Власть на Востоке и есть, в сущности, право определять порядок всеобщей гармонии – бесконечно разнообразный и все предваряющий – в текущем моменте. Эта власть абсолютна, ибо она происходит из первозданной цельности, предшествующей оппозиции субъекта и объекта и всякой предметности. Невозможно ее оспорить и тем более ей противостоять, ей можно только (на)следовать, возводя существование к его родовой полноте. Заметим, что качество ситуации не есть абстрактная идея или понятие, оно не существует вне конкретных жизненных случаев, так что преданность образцам и нормам в том же Китае не только не исключает, но даже предполагает свободу маневра в поведении. Под сенью незыблемого идеала державности возможно любое действие, причем каждое действие заключает в себе еще и скрытый, противоположный смысл, приобретает характер маневра. Отсюда знаменитый китайский идеал недеяния как архетипа всякого действия.
История китайской цивилизации, да и, в сущности, всех цивилизаций Восточной Азии, – это поле непрерывной борьбы Небесной империи за сохранение своей прерогативы определять качество гармонического всеединства Поднебесного мира. Все эти нескончаемые перечни свойств предметов и жизненных ситуаций, человеческих характеров и поступков, которые наполняют памятники китайской словесности, кажутся в лучшем случае утомительным курьезом, пока мы не увидим в них акт осуществления власти в его чистом виде. Ибо власть здесь есть акт установления типовых качеств вещей, они же точки сообщительности вещей и, следовательно, интенсификации жизни – или, говоря языком китайской традиции, «животворения живого», – в которых собирается мир. «Небесный» и «земной» полюса социума связаны здесь тем, что можно назвать фантазмом преображения или преображающим фантазмом.
Власть на Востоке осуществляется в этом пространстве самопреображения, которое предстает средоточием, то есть средой-фокусом мировых метаморфоз, сферой или, повторим еще раз, двойной спиралью, где каждое действие уравновешивается его противодвижением, и поэтому каждое событие возвращает к покою (динамическому) всеобщей центрированности. Пространство самопреображения превосходит и субъективные представления, и так называемую объективную действительность. В восточных традициях оно описывается цветистым, иносказательным языком, который сообщает о первичном фантазме опыта, который превосходит оппозицию буквального и переносного смыслов.
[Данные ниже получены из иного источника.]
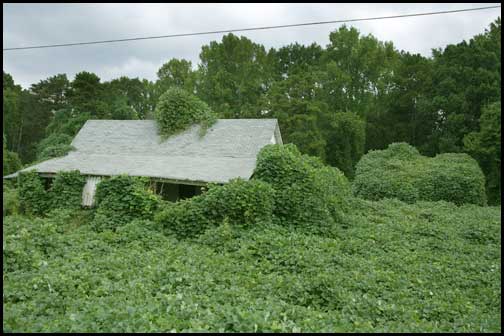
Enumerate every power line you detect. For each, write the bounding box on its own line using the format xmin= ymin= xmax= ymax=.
xmin=3 ymin=5 xmax=501 ymax=51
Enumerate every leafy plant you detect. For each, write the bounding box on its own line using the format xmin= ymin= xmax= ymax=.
xmin=2 ymin=198 xmax=501 ymax=332
xmin=17 ymin=170 xmax=48 ymax=216
xmin=3 ymin=184 xmax=20 ymax=216
xmin=48 ymin=170 xmax=86 ymax=210
xmin=154 ymin=87 xmax=217 ymax=139
xmin=253 ymin=144 xmax=350 ymax=234
xmin=93 ymin=175 xmax=160 ymax=231
xmin=353 ymin=142 xmax=487 ymax=205
xmin=155 ymin=178 xmax=275 ymax=238
xmin=36 ymin=133 xmax=75 ymax=162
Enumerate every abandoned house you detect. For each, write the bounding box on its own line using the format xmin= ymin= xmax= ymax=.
xmin=4 ymin=119 xmax=283 ymax=206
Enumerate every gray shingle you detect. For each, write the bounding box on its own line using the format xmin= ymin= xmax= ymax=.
xmin=4 ymin=119 xmax=282 ymax=183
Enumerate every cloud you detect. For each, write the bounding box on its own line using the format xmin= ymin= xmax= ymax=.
xmin=3 ymin=3 xmax=501 ymax=88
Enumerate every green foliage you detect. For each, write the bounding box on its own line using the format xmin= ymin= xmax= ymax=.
xmin=3 ymin=198 xmax=501 ymax=332
xmin=253 ymin=144 xmax=350 ymax=234
xmin=45 ymin=108 xmax=92 ymax=137
xmin=156 ymin=58 xmax=196 ymax=93
xmin=155 ymin=179 xmax=275 ymax=238
xmin=48 ymin=170 xmax=86 ymax=210
xmin=353 ymin=143 xmax=487 ymax=205
xmin=197 ymin=33 xmax=274 ymax=118
xmin=203 ymin=179 xmax=275 ymax=230
xmin=3 ymin=184 xmax=20 ymax=216
xmin=3 ymin=149 xmax=22 ymax=176
xmin=17 ymin=170 xmax=48 ymax=216
xmin=3 ymin=132 xmax=22 ymax=176
xmin=16 ymin=170 xmax=88 ymax=216
xmin=154 ymin=87 xmax=217 ymax=139
xmin=36 ymin=132 xmax=76 ymax=162
xmin=93 ymin=175 xmax=160 ymax=232
xmin=154 ymin=194 xmax=210 ymax=238
xmin=464 ymin=101 xmax=501 ymax=204
xmin=324 ymin=112 xmax=366 ymax=178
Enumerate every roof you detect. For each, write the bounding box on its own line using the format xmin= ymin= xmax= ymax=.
xmin=4 ymin=119 xmax=282 ymax=184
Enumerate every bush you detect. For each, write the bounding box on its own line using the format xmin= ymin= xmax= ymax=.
xmin=203 ymin=179 xmax=275 ymax=229
xmin=417 ymin=153 xmax=487 ymax=206
xmin=353 ymin=143 xmax=487 ymax=205
xmin=17 ymin=170 xmax=48 ymax=216
xmin=3 ymin=185 xmax=20 ymax=217
xmin=3 ymin=133 xmax=22 ymax=176
xmin=92 ymin=175 xmax=160 ymax=231
xmin=155 ymin=179 xmax=275 ymax=238
xmin=48 ymin=170 xmax=86 ymax=210
xmin=36 ymin=133 xmax=75 ymax=162
xmin=154 ymin=87 xmax=217 ymax=139
xmin=154 ymin=194 xmax=210 ymax=238
xmin=3 ymin=150 xmax=22 ymax=176
xmin=253 ymin=144 xmax=350 ymax=234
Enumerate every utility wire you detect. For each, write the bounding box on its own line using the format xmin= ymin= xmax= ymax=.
xmin=3 ymin=5 xmax=501 ymax=51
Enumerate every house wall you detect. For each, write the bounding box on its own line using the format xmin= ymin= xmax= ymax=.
xmin=82 ymin=176 xmax=101 ymax=207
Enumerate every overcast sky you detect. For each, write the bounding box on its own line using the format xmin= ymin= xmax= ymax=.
xmin=3 ymin=3 xmax=501 ymax=89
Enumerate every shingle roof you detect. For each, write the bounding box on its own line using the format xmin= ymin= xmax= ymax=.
xmin=4 ymin=119 xmax=282 ymax=184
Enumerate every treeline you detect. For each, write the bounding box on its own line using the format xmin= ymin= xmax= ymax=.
xmin=3 ymin=18 xmax=501 ymax=203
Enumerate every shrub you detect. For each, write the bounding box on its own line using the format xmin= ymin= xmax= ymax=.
xmin=92 ymin=175 xmax=160 ymax=231
xmin=155 ymin=178 xmax=275 ymax=238
xmin=203 ymin=179 xmax=275 ymax=229
xmin=154 ymin=87 xmax=217 ymax=139
xmin=3 ymin=150 xmax=22 ymax=176
xmin=154 ymin=194 xmax=210 ymax=238
xmin=3 ymin=133 xmax=22 ymax=176
xmin=3 ymin=185 xmax=19 ymax=217
xmin=353 ymin=143 xmax=487 ymax=205
xmin=36 ymin=133 xmax=75 ymax=162
xmin=417 ymin=153 xmax=487 ymax=206
xmin=48 ymin=170 xmax=86 ymax=210
xmin=253 ymin=144 xmax=350 ymax=233
xmin=17 ymin=170 xmax=48 ymax=216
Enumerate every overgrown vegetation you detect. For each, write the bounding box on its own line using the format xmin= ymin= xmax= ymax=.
xmin=2 ymin=14 xmax=502 ymax=333
xmin=253 ymin=144 xmax=350 ymax=235
xmin=4 ymin=19 xmax=500 ymax=203
xmin=92 ymin=175 xmax=160 ymax=232
xmin=17 ymin=170 xmax=48 ymax=216
xmin=353 ymin=143 xmax=487 ymax=205
xmin=17 ymin=169 xmax=88 ymax=216
xmin=48 ymin=170 xmax=86 ymax=210
xmin=155 ymin=178 xmax=275 ymax=238
xmin=35 ymin=133 xmax=75 ymax=162
xmin=154 ymin=87 xmax=217 ymax=139
xmin=3 ymin=198 xmax=500 ymax=332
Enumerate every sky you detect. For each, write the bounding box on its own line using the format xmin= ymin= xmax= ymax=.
xmin=3 ymin=3 xmax=501 ymax=89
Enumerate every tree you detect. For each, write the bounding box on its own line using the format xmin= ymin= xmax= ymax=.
xmin=271 ymin=43 xmax=323 ymax=80
xmin=67 ymin=71 xmax=105 ymax=116
xmin=324 ymin=112 xmax=365 ymax=178
xmin=260 ymin=69 xmax=327 ymax=160
xmin=103 ymin=76 xmax=154 ymax=119
xmin=321 ymin=25 xmax=399 ymax=118
xmin=464 ymin=101 xmax=501 ymax=204
xmin=3 ymin=133 xmax=22 ymax=176
xmin=418 ymin=18 xmax=501 ymax=155
xmin=197 ymin=33 xmax=275 ymax=118
xmin=30 ymin=74 xmax=70 ymax=114
xmin=366 ymin=52 xmax=434 ymax=151
xmin=156 ymin=59 xmax=196 ymax=94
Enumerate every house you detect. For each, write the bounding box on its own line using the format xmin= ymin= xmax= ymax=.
xmin=4 ymin=119 xmax=283 ymax=206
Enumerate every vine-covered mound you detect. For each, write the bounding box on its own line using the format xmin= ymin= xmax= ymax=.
xmin=352 ymin=143 xmax=487 ymax=205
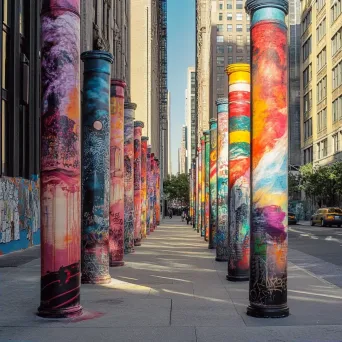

Это язык фантастически реального и реальности фантастического.
Историософия России
Давно сказано, что у России «особенная стать». Но в чем заключается уникальность России? Каков тот главный, ключевой факт или фактор ее уклада, который позволяет увидеть внутреннюю связь и устойчивую целостность всех явлений, всех сторон русской жизни?
Не слишком ли дерзкий вопрос? Наверное, найдется немало образованных людей, которые употребят всю свою эрудицию и красноречие для того, чтобы его затушевать, объявить несущественным, растворить в частностях или политической риторике. Ведь этот факт и в самом деле не дан в каком-то чистом, совершенно наглядном виде, но рассеян во всей совокупности событий русской истории и даже в стихии русского быта. Целостность народного духа и подлинное течение истории несводимы к той или иной частной перспективе. Они пронизывают всю толщу народной жизни и потому остаются сокрытыми именно в своей полной явленности. Здесь, как нигде, требуется и критическая дистанция, и способность к отвлеченному мышлению. Но здесь как раз тот самый случай, когда «быть» и «знать» нераздельны.
Вот один пример из истории Востока. Если китайские художники заявляли, что сущность живописи есть «одна черта» – что является, кстати сказать, очевидным эмпирическим фактом, – то это не значит, как полагали их японские ученики, что картины в самом деле нужно писать одной линией. Фокус живописной композиции невидим; он (ра)скрывается в рассеянии и превращении форм.
Лучший способ искать истину и лучшее противоядие от софистики и эмпиризма трусливой мысли – принять действительность как она есть. Что значит взглянуть прямо на самые очевидные, самые фундаментальные факты, с одной стороны, объективного положения страны, с другой – ее самообраза, запечатленного прежде всего в историческом предании. Связь того и другого и должна стать отправной точкой для познания России. А если у России действительно «особенная стать», то нельзя не заметить в качестве предварительного условия нашего познания, что особенность не может не быть особенной по отношению к самой себе, заключать в себе нечто еще более «особенное», соскальзывать в тонкий, почти незаметный, неуловимый нюанс. Особенность никогда не тождественна себе и предполагает бесконечное разнообразие мира. В этом смысле она составляет неотъемлимое свойство человека, самое человечное качество жизни. А жители «самой особенной» страны мира не могут не считать свою родину неизбывной тайной. И даже не могут не спрашивать, где она начинается и кончается, да и существует ли вообще.